Je songeais à la mascotte du A&W qui présentait son soutien aux manifestants tout en leur rappelant le spécial sur les Teen Burgers.

J’essayais de me mettre dans la tête des agents de police qui tentaient de dissimuler leur étonnement quant à la foule imposante et qui devaient se dire quelque chose comme: «Dans le grand livre de l’Histoire, je suis condamné à demeurer un numéro de page parmi tant d’autres.»

Je me réjouissais du souvenir de ces gens qui filmaient la marche et constataient de leurs propres yeux que le lock-out et la grève étudiante étaient désormais les causes d’un peu tout le monde.

Et puis, j’ai pensé à tous ces commerçants qui devront fermer boutique, si ce n’est déjà fait, à cause du conflit qui s’éternise.

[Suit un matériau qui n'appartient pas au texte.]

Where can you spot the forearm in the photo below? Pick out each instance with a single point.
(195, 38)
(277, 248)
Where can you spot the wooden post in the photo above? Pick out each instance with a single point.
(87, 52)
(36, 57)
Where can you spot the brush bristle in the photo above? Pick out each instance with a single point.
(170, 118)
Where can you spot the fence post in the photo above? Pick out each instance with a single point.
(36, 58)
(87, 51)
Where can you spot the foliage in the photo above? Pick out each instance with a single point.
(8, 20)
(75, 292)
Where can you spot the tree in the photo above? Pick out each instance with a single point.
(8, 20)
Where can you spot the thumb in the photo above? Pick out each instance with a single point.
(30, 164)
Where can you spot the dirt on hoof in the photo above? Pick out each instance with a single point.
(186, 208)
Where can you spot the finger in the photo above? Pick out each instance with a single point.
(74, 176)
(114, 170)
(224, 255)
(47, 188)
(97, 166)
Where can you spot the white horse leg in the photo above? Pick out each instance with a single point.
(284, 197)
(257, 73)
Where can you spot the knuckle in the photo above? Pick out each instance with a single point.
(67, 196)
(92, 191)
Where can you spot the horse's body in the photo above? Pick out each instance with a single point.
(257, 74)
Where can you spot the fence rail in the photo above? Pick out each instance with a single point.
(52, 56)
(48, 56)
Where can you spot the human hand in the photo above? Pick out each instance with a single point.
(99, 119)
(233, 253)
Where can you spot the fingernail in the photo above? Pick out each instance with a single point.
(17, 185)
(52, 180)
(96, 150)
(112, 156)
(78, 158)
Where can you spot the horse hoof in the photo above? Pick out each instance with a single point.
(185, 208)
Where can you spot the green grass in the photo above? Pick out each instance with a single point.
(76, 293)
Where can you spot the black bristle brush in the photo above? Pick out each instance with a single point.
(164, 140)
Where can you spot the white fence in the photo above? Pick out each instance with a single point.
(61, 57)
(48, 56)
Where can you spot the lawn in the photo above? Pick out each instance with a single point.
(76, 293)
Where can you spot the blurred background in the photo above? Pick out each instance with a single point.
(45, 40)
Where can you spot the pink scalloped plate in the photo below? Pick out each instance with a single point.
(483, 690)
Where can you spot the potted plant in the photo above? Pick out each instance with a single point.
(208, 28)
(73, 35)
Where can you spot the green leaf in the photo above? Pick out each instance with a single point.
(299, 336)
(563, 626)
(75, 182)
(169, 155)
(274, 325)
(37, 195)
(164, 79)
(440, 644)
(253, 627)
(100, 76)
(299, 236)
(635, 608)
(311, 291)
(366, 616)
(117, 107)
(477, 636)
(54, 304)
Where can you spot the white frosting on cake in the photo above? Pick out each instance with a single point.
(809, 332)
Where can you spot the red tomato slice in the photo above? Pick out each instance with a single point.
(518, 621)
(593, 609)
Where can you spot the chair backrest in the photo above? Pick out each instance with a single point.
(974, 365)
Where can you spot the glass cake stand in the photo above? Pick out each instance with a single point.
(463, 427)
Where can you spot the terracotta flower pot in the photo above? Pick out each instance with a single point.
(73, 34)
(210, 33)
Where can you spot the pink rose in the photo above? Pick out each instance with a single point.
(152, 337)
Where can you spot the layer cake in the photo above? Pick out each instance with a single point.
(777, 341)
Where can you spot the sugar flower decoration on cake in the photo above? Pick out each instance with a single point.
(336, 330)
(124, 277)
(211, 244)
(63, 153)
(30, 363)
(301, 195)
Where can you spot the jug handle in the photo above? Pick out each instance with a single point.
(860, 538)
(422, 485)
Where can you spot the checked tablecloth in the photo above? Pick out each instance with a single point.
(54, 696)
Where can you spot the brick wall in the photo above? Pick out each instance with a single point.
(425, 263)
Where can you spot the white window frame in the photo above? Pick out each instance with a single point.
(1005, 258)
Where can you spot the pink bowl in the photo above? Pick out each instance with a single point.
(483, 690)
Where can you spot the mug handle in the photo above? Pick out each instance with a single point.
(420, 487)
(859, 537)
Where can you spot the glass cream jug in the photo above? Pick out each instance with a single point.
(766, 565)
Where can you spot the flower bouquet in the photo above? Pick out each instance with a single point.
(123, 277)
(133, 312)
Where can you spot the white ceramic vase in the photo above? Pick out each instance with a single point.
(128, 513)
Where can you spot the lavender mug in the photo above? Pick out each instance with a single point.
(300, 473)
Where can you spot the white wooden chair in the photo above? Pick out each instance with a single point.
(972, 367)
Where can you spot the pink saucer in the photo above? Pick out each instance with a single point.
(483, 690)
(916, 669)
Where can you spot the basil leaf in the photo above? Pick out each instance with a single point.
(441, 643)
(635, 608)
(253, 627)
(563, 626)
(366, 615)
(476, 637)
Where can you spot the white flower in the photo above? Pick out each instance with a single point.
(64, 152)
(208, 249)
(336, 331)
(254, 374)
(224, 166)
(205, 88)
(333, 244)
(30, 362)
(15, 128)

Et lorsque je suis passé en avant du McDo, j’ai aperçu un gars arborant un V-neck qui sortait du restaurant. Juste à sa façon de me regarder, j’ai tout de suite suspecté un profond dédain à mon égard. Ça aurait été vous ou votre avocat, et il aurait agi de la même façon. Avec l’âge, on finit par les détecter d’un seul coup d’œil, ces agents d’inertie. Ils prennent toutes les apparences possibles, mais leur regard les trahit chaque fois.

Ce jour-là, j’ai marché avec presque toute ma ville.

Ne manquait plus que le gars au V-neck.